How the war has changed the cyber underworld.

TRM, in a study of the "illicit blockchain ecosystem" as it's evolved under wartime circumstances, finds that the venerable Conti ransomware gang, dispersed in May of 2022, has resurfaced in the form of several splinter groups. The principal successor to Conti, TRM believes, is Karakurt. CoinBase reports that Karakurt, like its predecessor, has targeted healthcare organizations.

It's significant that Conti declared its adherence to the cause of Russia in the immediate wake of the invasion, and that shortly after that declaration a cybercriminal with allegiances that ran toward Ukraine doxed Conti. That doxing, along with hostile attention from law enforcement, is held to have precipitated Conti's occultation. This seems, the Register writes, to have been part of a more general disruption of the Russophone criminal underworld. That underworld isn't confined within the borders of Russia, but has extended to Russia, Ukraine, Belarus, the Baltics, and nations in the South Caucasus and Central Asia, all formerly parts of the Soviet Union. They had, by general agreement, tended to refrain from hitting targets in the former Soviet Union. A study by Recorded Future concludes that Russia's invasion of Ukraine appears to have changed that, fracturing gangland along national and political lines. "The so-called 'brotherhood' of Russian-speaking threat actors located in the CIS has been damaged by insider leaks and group splintering, due to declarations of nation-state allegiance both in support of and opposed to Russia’s war against Ukraine," Recorded Future writes, adding that there have also been perturbations in the criminal labor market. "Russia is experiencing a wave of IT 'brain drain' that will likely decentralize the organized cybercriminal threat landscape. In addition to brain drain, waves of military mobilization of Russia’s citizens are resulting in decreased activity on Russian-language dark web and special-access forums."

Air raid alerts sound in nine Russian cities; Russia blames hacking.

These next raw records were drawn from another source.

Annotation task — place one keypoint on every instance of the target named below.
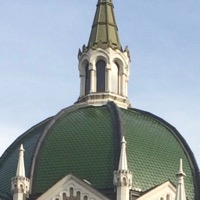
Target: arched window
(64, 196)
(101, 70)
(78, 195)
(85, 197)
(115, 78)
(87, 79)
(71, 191)
(168, 197)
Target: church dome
(85, 141)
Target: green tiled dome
(85, 141)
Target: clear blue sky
(39, 42)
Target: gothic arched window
(87, 79)
(115, 78)
(101, 70)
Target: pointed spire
(20, 185)
(123, 158)
(104, 32)
(20, 166)
(180, 190)
(123, 177)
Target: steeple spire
(104, 32)
(180, 190)
(103, 65)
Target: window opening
(101, 69)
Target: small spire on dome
(123, 158)
(180, 190)
(104, 31)
(20, 166)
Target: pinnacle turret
(123, 176)
(20, 184)
(180, 191)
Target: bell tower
(103, 65)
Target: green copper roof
(104, 32)
(85, 141)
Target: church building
(100, 148)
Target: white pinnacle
(20, 166)
(180, 190)
(123, 158)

Meduza reports that missile alerts sounded in nine Russian cities on Wednesday. The cities affected were Pyatigorsk, Tyumen, Voronezh, Kazan, Nizhny Novgorod, Magnitogorsk, Stary Oskol, Ufa, and Novouralsk. Russia's Emergency Situations Ministry confirmed, in its Telegram channel, that the false alarms were broadcast over radio stations whose networks had been hacked, and should be disregarded. The alerts were also distributed by text messages. The Register reports that regional authorities in some of the affected cities blamed "collaborators of the Kyiv regime" for the incident.

In a separate incident, the Weekly Blitz reports that radio stations in Crimea were also hacked, in that case to interrupt programming with the Ukrainian national anthem.